So you have moved away from adding the same navigation HTML on each of your static pages and realised you were able to place all the navigation code in one single include file and include that in each of your pages. e.g.
<!--?php include "includes/navigation.php" ?-->
If you haven’t already I would recommend this, because when it comes to altering navigation links, title tags, anchor text, it is a lot quicker to modify the one file, especially if your website is getting bigger and bigger. It makes your working HTML/PHP code a lot tidier and easier to work with.
But you have hit a problem, you wish to highlight to the user which page they are on when they select a link, it used to work when the navigation was static, because you placed an “active” class on the current link in each file, but now your navigation is one file, how can it be done?
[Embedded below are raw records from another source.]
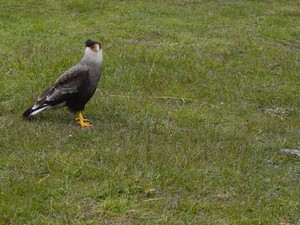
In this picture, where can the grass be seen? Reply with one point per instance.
(195, 101)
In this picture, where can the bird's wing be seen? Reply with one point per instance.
(67, 84)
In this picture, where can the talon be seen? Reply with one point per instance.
(82, 121)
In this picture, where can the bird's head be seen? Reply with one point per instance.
(93, 45)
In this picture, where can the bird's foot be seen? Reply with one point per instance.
(84, 124)
(82, 121)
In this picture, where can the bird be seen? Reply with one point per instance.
(75, 87)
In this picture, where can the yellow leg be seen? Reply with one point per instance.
(82, 121)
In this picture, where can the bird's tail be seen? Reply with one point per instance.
(33, 110)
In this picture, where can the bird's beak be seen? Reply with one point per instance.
(96, 48)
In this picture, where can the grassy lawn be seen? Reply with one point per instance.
(195, 101)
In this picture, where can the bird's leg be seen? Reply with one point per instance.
(82, 121)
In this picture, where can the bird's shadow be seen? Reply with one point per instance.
(63, 118)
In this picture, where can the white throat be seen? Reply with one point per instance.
(92, 56)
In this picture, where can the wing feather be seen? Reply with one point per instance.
(67, 84)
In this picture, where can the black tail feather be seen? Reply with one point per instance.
(27, 113)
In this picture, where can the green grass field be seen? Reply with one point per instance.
(195, 101)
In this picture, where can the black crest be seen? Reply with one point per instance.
(90, 43)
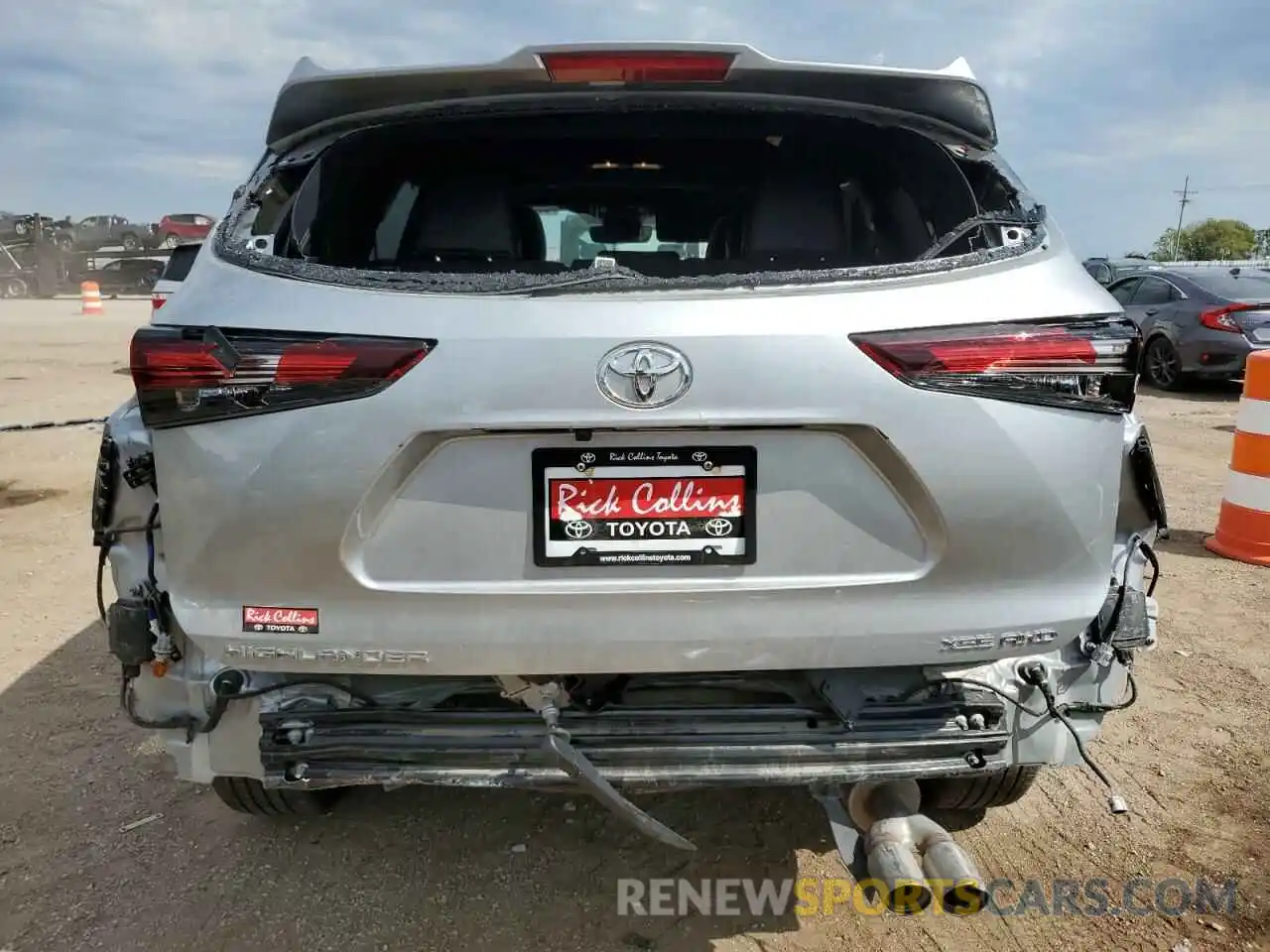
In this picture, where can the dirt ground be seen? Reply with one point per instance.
(436, 870)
It’s simple and can be done in a variety of ways.
Method 1:
First you will need to create a PHP variable that gets the current page: lets create one called “page”… e.g.
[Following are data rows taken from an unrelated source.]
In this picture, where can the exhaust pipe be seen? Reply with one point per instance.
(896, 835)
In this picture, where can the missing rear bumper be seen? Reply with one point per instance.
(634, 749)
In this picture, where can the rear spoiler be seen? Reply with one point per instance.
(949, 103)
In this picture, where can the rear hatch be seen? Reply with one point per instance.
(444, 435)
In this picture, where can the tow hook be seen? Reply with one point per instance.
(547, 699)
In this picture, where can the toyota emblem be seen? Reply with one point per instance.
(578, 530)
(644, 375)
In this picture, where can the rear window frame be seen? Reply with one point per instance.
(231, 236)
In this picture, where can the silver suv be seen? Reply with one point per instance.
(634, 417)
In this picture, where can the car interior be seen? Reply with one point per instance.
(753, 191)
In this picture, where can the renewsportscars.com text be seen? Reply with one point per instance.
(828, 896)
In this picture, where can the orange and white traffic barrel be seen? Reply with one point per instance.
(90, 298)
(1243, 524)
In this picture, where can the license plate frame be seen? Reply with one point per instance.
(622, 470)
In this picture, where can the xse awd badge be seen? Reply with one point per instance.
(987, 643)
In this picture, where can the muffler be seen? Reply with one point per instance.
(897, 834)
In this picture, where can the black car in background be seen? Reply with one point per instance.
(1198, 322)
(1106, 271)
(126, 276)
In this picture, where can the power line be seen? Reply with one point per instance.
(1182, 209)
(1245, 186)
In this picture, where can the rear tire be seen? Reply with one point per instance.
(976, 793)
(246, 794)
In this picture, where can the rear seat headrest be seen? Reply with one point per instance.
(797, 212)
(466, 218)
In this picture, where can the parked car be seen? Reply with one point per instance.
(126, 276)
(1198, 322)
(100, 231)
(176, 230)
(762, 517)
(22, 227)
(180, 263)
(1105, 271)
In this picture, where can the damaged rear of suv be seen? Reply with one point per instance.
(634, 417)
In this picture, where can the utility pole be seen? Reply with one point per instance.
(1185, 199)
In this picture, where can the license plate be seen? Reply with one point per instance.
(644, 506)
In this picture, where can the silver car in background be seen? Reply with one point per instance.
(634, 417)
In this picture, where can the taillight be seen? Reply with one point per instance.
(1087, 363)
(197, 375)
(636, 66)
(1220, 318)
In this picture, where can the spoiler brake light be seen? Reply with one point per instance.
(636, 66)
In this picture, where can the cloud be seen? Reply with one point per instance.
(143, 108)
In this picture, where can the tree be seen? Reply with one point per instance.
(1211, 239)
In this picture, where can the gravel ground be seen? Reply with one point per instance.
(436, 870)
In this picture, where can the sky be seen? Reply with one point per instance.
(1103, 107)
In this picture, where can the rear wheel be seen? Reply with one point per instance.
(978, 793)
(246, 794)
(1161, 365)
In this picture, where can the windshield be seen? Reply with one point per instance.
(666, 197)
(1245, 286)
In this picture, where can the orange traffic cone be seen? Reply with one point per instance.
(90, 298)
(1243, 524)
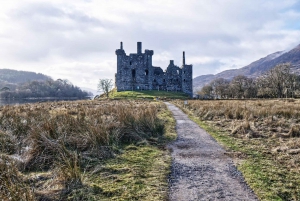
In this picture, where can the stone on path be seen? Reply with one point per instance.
(200, 169)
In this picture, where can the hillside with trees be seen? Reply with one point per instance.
(22, 84)
(279, 82)
(256, 68)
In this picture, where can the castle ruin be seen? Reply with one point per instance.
(136, 72)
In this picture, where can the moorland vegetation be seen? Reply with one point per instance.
(85, 150)
(263, 137)
(279, 82)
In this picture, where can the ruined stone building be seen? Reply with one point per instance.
(136, 72)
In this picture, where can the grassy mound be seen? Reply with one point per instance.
(263, 138)
(77, 150)
(151, 95)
$page = $_SERVER['SCRIPT_NAME'];
This can be placed above your navigation code in the same file so it is re-declared each time the page loads.
Then we create our dynamic navigation.
<?php $page = $_SERVER['SCRIPT_NAME']; ?>
<ul class="nav">
<li <?php if ($page == "/index.php"){ echo "class='active'";} ?> ><a href="/">Home</a></li>
<li <?php if ($page == "/about.php"){ echo "class='active'";} ?> ><a href="/">About</a></li>
<li <?php if ($page == "/contact.php"){ echo "class='active'";} ?> ><a href="/">Contact</a></li>
</ul>
In the above you can see that in each listed item the PHP checks if the current page is equal to a certain page, and if so then it echo’s out a class name which will add a visual indication to user that they are on a page.
You will need to add something like this to your CSS.
ul.nav li.active {
font-weight:bold;
text-decoration:underline;
}
Then if someone selects the “about” page, for example it will style your navigation to appear like this:
Home About Contact
Method 2:
An alternative method would be to check if the URL contains a certain string of characters. This works particularity well with directories/folders, for example if you are linking to a WordPress blog from your dynamic navigation, you can do something like below:
<ul>
<li <?php if (stripos($_SERVER['REQUEST_URI'],'/blog/') !== false) {echo 'class="active"';} ?>>
<a href="/blog/">Blog</a></li>
</ul>
The PHP “stripos” function finds the position of the first occurrence of substring in a certain string, in this case the string is the URL which was used in order to access a page, “/blog/… something…”.
So if the substring of “/blog/” within the current URL does not equal false then echo the class “active”, once again an “active” class style will need to be added to your CSS.

One Comment
Excellent, thank you very much (particularly for this method 2). I am a complete noob at php and collecting such wisdom merely by searching the internet.